- Genre: Reality
- Starring: Bristol Palin
- Country of origin: United States
- Original language: English
- No. of seasons: 1
- No. of episodes: 14

Production
- Executive producers: David Martin David McKenzie Gena McCarthy Jim Romanovich Matt Lutz Noah Pollack Rob Sharenow Robyn Schnieders
- Running time: 22 minutes
- Production company: Associated Television International

Original release
- Network: Lifetime
- Release: June 19 – July 31, 2012

= Bristol Palin: Life's a Tripp =

American reality television series

Bristol Palin: Life's a Tripp is an American reality television series that premiered on Lifetime. The series, featuring Bristol Palin, debuted on June 19, 2012.

==Premise==
The series follows the day-to-day life of Bristol Palin as she adjusts to life in Alaska after temporarily residing in California.

==Episodes==

| No. | Title | Original release date | US viewers (millions) |
|---|---|---|---|
| 1 | "Spreading My Wings" | June 19, 2012 | 0.726 |
| 2 | "From Bad to Worse" | June 19, 2012 | 0.726 |
| 3 | "Bristol, a Book, and the Beach" | June 26, 2012 | 0.586 |
| 4 | "Baby Daddy Dilemma (FKA The Levi Blues. Back in Alaska)" | June 26, 2012 | 0.426 |
| 5 | "Ms. Palin Goes to Washington" | July 3, 2012 | N/A |
| 6 | "Sarah's Surprise" | July 3, 2012 | N/A |
| 7 | "Valen-Times" | July 10, 2012 | N/A |
| 8 | "Reindeer Games" | July 10, 2012 | N/A |
| 9 | "Cabin Fever" | July 17, 2012 | N/A |
| 10 | "New Beginnings" | July 17, 2012 | N/A |
| 11 | "Bearizona" | July 24, 2012 | N/A |
| 12 | "Kicked to the Curb" | July 24, 2012 | N/A |
| 13 | "The Bet (Mom's the Word)" | July 31, 2012 | N/A |
| 14 | "The Ring Bear-er" | July 31, 2012 | N/A |

==Reception==
The pilot episode of Palin's series had an estimated 726,000 viewers, with a rating of 0.2 percent among adults aged 18–49. After performing even worse the second week, Lifetime decided to move the show from its original primetime slot, at 10:00 p.m., to an hour later, and to show repeats of the series Dance Moms at 10:00 p.m.
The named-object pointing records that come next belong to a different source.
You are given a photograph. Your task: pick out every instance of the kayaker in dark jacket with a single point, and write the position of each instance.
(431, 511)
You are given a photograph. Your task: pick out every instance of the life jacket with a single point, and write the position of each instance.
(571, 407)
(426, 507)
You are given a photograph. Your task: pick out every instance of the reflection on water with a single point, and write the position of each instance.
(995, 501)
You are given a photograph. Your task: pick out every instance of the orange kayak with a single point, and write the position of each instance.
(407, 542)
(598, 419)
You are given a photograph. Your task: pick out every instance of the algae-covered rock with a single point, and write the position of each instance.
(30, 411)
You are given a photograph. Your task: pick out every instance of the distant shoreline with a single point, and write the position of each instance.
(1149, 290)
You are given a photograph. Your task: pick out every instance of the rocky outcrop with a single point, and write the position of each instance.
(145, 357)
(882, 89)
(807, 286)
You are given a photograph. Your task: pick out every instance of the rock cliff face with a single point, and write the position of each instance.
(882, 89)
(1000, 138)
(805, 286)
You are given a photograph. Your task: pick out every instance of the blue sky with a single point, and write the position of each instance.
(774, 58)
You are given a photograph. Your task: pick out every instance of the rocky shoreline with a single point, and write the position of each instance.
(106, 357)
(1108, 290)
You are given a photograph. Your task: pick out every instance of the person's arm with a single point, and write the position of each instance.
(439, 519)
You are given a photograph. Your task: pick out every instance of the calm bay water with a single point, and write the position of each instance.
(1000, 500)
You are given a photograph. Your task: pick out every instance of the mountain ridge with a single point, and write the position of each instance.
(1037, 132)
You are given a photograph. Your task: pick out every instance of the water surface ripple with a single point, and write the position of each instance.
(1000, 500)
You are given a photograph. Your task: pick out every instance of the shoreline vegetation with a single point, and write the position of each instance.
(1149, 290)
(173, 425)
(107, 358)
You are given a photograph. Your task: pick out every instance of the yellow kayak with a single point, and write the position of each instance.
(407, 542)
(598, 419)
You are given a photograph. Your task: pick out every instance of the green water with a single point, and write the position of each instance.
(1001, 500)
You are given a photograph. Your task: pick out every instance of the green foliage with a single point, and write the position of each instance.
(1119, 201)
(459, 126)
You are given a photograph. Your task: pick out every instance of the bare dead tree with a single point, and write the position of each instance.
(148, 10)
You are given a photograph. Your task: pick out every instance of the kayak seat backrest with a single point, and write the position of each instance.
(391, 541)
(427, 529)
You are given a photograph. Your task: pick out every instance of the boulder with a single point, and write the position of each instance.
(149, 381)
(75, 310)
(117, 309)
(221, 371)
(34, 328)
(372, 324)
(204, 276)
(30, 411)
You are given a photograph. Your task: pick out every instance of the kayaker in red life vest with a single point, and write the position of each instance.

Palin's series has received mostly negative reviews, with Entertainment Weekly calling it a "weird, miserable reality show." San Francisco Chronicles David Wiegand said, "She's just not that interesting." Times James Poniewozik has called the show "misguided" and commented that it fails to show Palin as a struggling young mother as she is seen at boutiques, Starbucks, and at bars. The Washington Posts Hank Stuever said everything in Palin's show "reeks of reality TV tropes: The massive SUVs Bristol cruises around in, the insipid boutiques where she shops, her Beverly Hills mansion that looks like a Bachelorette set, the blatantly staged conversations, the annoyingly visible microphone packs." He then called the show "maddeningly unreal."

==Lawsuits==
Prior to the show's airing, it had already been the subject of lawsuits. In September 2011, Palin was heckled by Stephen Hanks in a West Hollywood bar while being filmed for the show. When footage of the heated argument was shown on the show's advertisements, Hanks sued Palin for defamation saying he never signed any permission waiver to be shown on television.